A Harvard-led team says a cutting-edge OpenAI “reasoning” model just pulled ahead of human doctors on several text-based diagnostic and management tasks, including a real emergency department test. In one key experiment, the model landed the exact or very-close diagnosis about 67% of the time at triage, compared with roughly 55% and 50% for two physician reviewers. As more chart data was added, the gap shrank, and the researchers are quick to say this is a milestone in testing performance, not a green light to let an algorithm run the ER alone.
What the Science paper actually did
The research team put OpenAI’s o1-preview model through six clinical reasoning experiments that went well beyond the usual short hypotheticals. The lineup included curated case challenges, management planning tasks, and a real-world check using 76 randomly selected emergency department charts from Beth Israel Deaconess. Evaluators who scored both the model’s and the clinicians’ answers were blinded to which was which, and across most tasks the model matched or beat average physician performance. As reported in Science, the study was designed to push evaluation closer to realistic chart-based review instead of tidy, classroom-style vignettes.
Local authors, cautious celebration
Several senior authors are based in Boston, including Adam Rodman of Beth Israel Deaconess and Arjun Manrai at Harvard, who are listed among the paper’s leads. They told reporters the results are a strong signal of how far these reasoning models have come. At the same time, Rodman stressed that impressive retrospective scores are not the same as safe bedside care, and he called for carefully controlled prospective trials in comments to The Boston Globe.
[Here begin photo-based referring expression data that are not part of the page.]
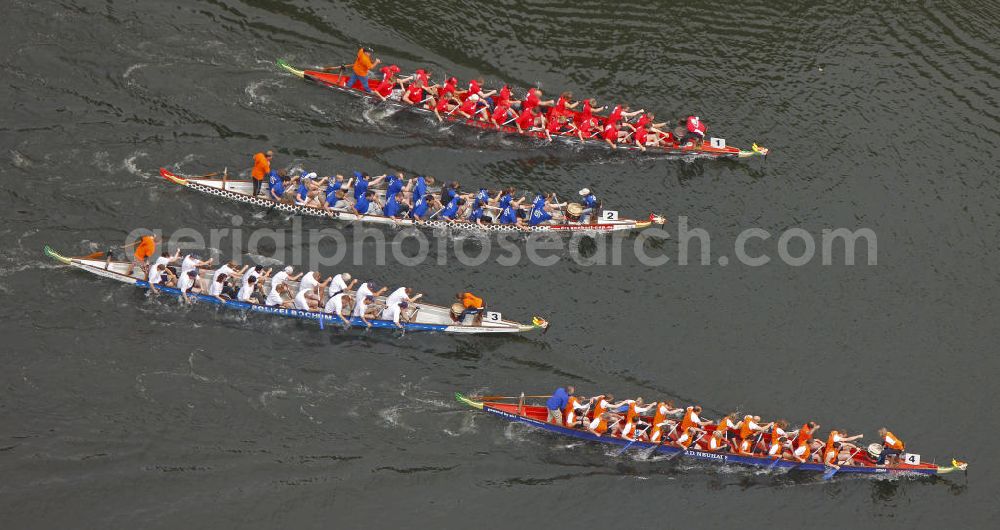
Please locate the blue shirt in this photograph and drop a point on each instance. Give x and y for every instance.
(273, 179)
(420, 207)
(558, 400)
(362, 205)
(395, 184)
(539, 216)
(277, 189)
(476, 214)
(391, 208)
(420, 188)
(508, 216)
(360, 186)
(451, 210)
Co-author Peter Brodeur summed up the next step in plain terms, saying the goal is to run trials that follow AI and clinicians working together over time.
Real-world pilots show promise and caveats
Early deployments in actual clinics suggest these tools can help when they are used as assistants rather than replacements. In 2025, OpenAI and Penda Health reported a prospective rollout of an electronic medical record copilot that was linked to roughly 16% fewer diagnostic errors and 13% fewer treatment errors across nearly 40,000 primary care visits. In a separate randomized trial in Pakistan, doctors who completed structured AI literacy training and then used a large language model scored substantially higher on diagnostic reasoning vignettes than clinicians relying on standard resources. Those pilots hint at real gains, but they also underscore that training, workflow design, and auditing matter more than any single accuracy percentage.
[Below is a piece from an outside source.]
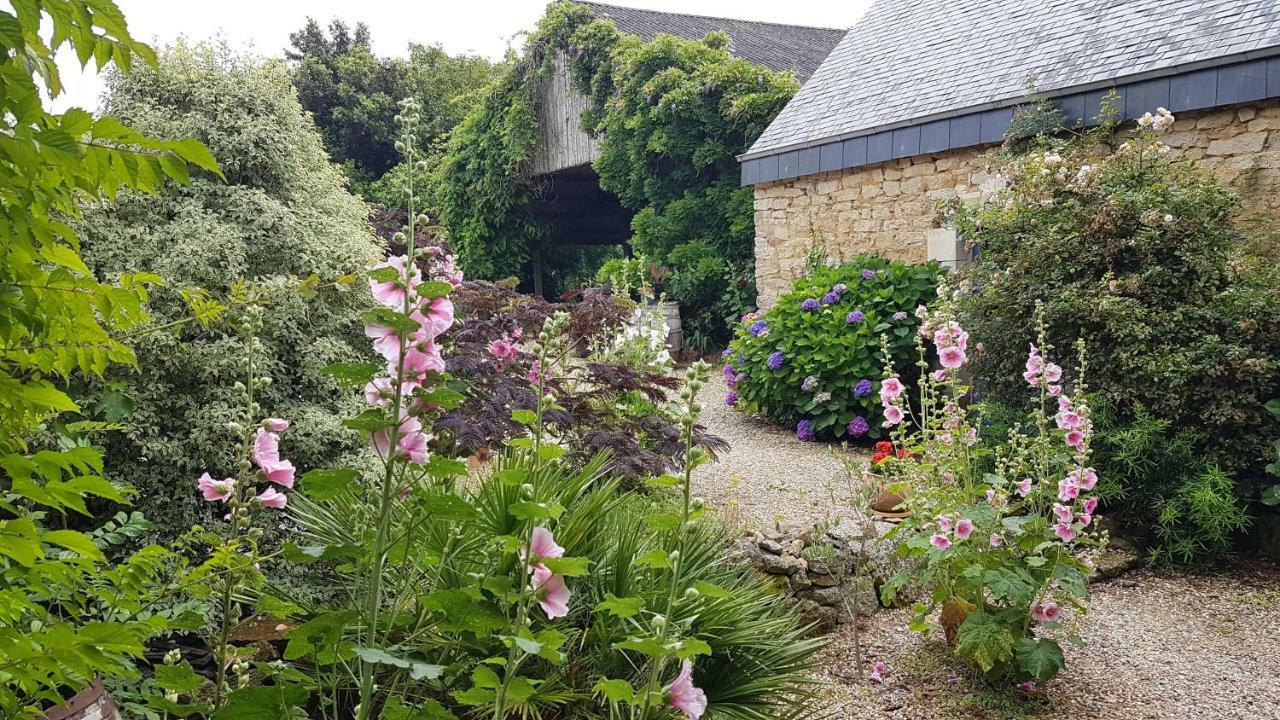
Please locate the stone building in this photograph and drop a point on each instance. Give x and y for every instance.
(570, 201)
(904, 110)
Limits: text-only inputs, automation bias and missing outcomes
Experts are also highlighting what this new work does not show. The Science experiments only used chart text, with no imaging, physical exam, or bedside interaction. Scoring depended on clinical judgment about what counted as a “very close” diagnosis, and the study did not track whether patients actually did better or worse. Independent commentators told the Science Media Centre that the paper should spark randomized clinical trials, not overnight rollouts. A practical worry many raised is automation bias, the risk that clinicians will lean too heavily on confident AI recommendations unless systems and training explicitly teach them how to question the machine.
Regulatory and safety road map
Regulators are already sketching out the guardrails. In January 2026, the U.S. Food and Drug Administration updated its Clinical Decision Support guidance to clarify when software counts as a regulated medical device and when it is treated as an exempt CDS tool. That line determines whether a large language model assistant needs premarket review, a Predetermined Change Control Plan, and ongoing post-market monitoring. Any hospital considering a pilot will need technical safeguards, monitoring pipelines, and structured clinician training if it wants to stay on the right side of both safety expectations and legal requirements.
Where this leaves clinicians and patients
For Boston clinicians, and for health systems everywhere, the message is practical rather than sci-fi. The Science paper raises expectations for what reasoning models can do with text alone, but it also makes clear that the real test is still ahead: prospective, randomized, closely monitored trials that look at patient outcomes, workflow impact, and unintended harms. For now, the defensible approach is a three-way model in which AI offers a checked second opinion inside tightly designed workflows, and clinicians remain the ones making the final call instead of handing the keys to a chatbot.